Geschützte Meeressäugetiere 

Die festgelegten Lärmgrenzen wurden genau zum Schutz von Meeressäugetieren wie Schweinswalen eingeführt, die unter die EU-Habitatrichtlinie fallen. Die Dokumente machen deutlich, dass die Funktion des Schweinswals als Brut- und Aufzuchtart im Fehmarnbelt ein Hauptgrund für die Einschränkungen ist. Daher sind im Arbeitsprozess operative Stoppmechanismen eingebaut. Wenn Messungen oder Modellberechnungen zeigen, dass die Grenzen überschritten sind, muss das Absenken sofort gestoppt werden. Dasselbe gilt, wenn Meeressäugetiere in der Nähe des Arbeitsbereichs beobachtet werden. Selbst kurze Beobachtungen können daher die Arbeit unterbrechen und den Zeitplan verschieben.

Wind und hoher Seegang 

Neben den Umweltanforderungen kommt das Wetter als völlig unvorhersehbarer Faktor hinzu. Femern A/S beschreibt selbst das Absenken als die komplexeste und wetterempfindlichste Arbeit im gesamten Bauprozess. Um eine Absenkung durchzuführen, sind mehrere aufeinanderfolgende Tage mit ruhigem Wetter erforderlich, da der gesamte Prozess das Schleppen, die präzise Platzierung, das Absenken und die Verbindung unter Wasser umfasst. Starker Wind und hoher Seegang können die Arbeit mitten in einer Operation stoppen, und Blasenschleier, die zur Lärmminderung eingesetzt werden, funktionieren bei schlechtem Wetter schlechter. 

„No Spill“ 

Eine weitere Anforderung, die durch die Genehmigung der deutschen Behörden eingeführt wurde, ist das sogenannte „No Spill“-Prinzip. In den Sommermonaten Juni, Juli und August muss sämtliches Material aus der Meeresarbeit vollständig gesammelt werden, damit nichts in die Meeresumwelt gelangt. Das bedeutet, dass das Absenken gerade in der Hochsaison, in der das Wetter sonst die besten Möglichkeiten für Arbeiten auf See bietet, technisch anspruchsvoller und zeitaufwändiger wird. Damit verschwindet ein Teil der Flexibilität, die man normalerweise in den Sommermonaten hätte.

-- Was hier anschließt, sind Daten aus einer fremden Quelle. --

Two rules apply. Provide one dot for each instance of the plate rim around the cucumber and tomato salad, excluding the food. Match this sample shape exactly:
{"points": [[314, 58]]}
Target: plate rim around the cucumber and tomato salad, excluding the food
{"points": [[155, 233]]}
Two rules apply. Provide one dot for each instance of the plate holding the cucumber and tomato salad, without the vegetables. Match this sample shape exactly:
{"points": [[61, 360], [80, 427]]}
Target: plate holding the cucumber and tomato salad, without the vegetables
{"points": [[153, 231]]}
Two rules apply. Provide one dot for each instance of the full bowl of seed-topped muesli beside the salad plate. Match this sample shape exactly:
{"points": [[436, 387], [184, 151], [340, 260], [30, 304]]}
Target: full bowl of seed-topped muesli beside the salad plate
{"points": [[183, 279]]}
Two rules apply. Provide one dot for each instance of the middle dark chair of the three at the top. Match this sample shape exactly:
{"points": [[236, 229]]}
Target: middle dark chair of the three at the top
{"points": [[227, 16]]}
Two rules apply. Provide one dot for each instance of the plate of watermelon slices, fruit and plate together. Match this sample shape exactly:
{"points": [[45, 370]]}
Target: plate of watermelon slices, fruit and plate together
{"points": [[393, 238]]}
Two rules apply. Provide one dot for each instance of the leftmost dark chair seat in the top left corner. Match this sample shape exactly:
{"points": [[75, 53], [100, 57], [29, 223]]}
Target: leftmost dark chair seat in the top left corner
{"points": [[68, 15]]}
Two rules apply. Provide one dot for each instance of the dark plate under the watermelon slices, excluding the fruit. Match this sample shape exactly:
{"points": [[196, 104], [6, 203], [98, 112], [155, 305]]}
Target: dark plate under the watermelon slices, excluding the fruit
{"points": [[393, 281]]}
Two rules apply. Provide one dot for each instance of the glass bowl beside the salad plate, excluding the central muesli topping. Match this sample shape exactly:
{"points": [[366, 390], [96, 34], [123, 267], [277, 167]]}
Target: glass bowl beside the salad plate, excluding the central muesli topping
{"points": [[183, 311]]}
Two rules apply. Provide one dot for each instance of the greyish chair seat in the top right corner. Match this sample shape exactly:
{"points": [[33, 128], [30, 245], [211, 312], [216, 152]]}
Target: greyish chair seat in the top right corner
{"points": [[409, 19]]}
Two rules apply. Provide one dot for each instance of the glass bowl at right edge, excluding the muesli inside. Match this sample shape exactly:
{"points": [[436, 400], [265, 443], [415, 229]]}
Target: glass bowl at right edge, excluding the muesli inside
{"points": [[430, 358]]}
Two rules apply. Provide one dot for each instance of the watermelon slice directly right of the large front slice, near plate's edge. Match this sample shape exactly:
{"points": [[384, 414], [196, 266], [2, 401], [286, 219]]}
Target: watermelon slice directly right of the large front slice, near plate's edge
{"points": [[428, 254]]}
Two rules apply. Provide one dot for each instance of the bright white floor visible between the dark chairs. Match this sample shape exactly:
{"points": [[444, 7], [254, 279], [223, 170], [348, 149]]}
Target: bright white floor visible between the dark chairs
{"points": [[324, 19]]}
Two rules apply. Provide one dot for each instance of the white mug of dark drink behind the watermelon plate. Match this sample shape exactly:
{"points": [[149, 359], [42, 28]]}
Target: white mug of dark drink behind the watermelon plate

Der kleinere Arbeitsbereich 

Der Arbeitskorridor in der Natura 2000-Zone wurde erheblich eingeschränkt. Der Bauvertrag setzte voraus, dass die Arbeiten auf einer Breite von 1.100 Metern durchgeführt werden könnten, aber in der behördlichen Genehmigung wurde die Breite auf 648 Meter reduziert. Der schmalere Korridor bedeutet weniger Manövrierraum für die großen Schiffe, engere Logistik und weniger Platz für gleichzeitige Operationen. Das Ergebnis ist, dass das Tempo weiter verlangsamt wird, da viel präziser geplant werden muss und weniger Aktivitäten parallel stattfinden können.